Os dois países já tinham concordado em retomar os voos em outubro de 2010, três meses antes da primavera árabe que derrubou o ditador egípcio Hosni Mubarak, no poder há 30 anos.

Desde a eleição de Mohamed Morsi para a presidência do Egito, em junho de 2012, as relações com o Irão voltaram a "aquecer" significativamente.

Estavam congeladas desde a assinatura do tratado de paz entre o Egito e Israel, em 1979, enquanto o Irão atravessava a Revolução islâmica e Cairo decidiu acolher o Xá deposto Mohammed Reza Pahlevi. 

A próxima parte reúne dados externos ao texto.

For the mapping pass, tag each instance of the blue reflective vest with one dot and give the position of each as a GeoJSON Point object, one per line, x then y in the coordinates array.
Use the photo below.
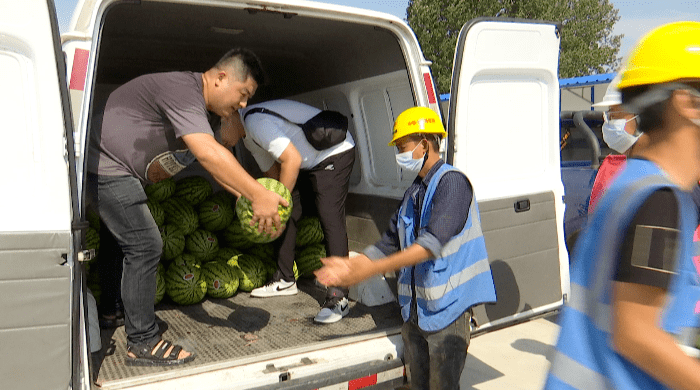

Os laços diplomáticos quebraram-se e desde então só em fevereiro deste ano decorreu a primeira visita de um chefe de Estado iraniano ao país, com o atual líder Mahmoud Ahmadinejad a pedir uma aliança estratégica.

Morsi já tinha visitado o Irão em agosto de 2012, para debater a situação na Síria, num quarteto que incluía a Turquia e a Arábia Saudita. O ministro do turismo Hisham Zaazou visitou Teerão no passado mês com o objetivo de firmar um acordo de promoção do turismo entre os dois países.

A reaproximação entre a maioria sunita do Egito e os xiitas do Irão é vista de forma suspeita pelos mulçumanos utraconservadores do Egito. Os salafistas ultraconservadores consideram os xiitas hereges e temem que o Irão esteja a tentar espalhar a sua fé no mundo sunita.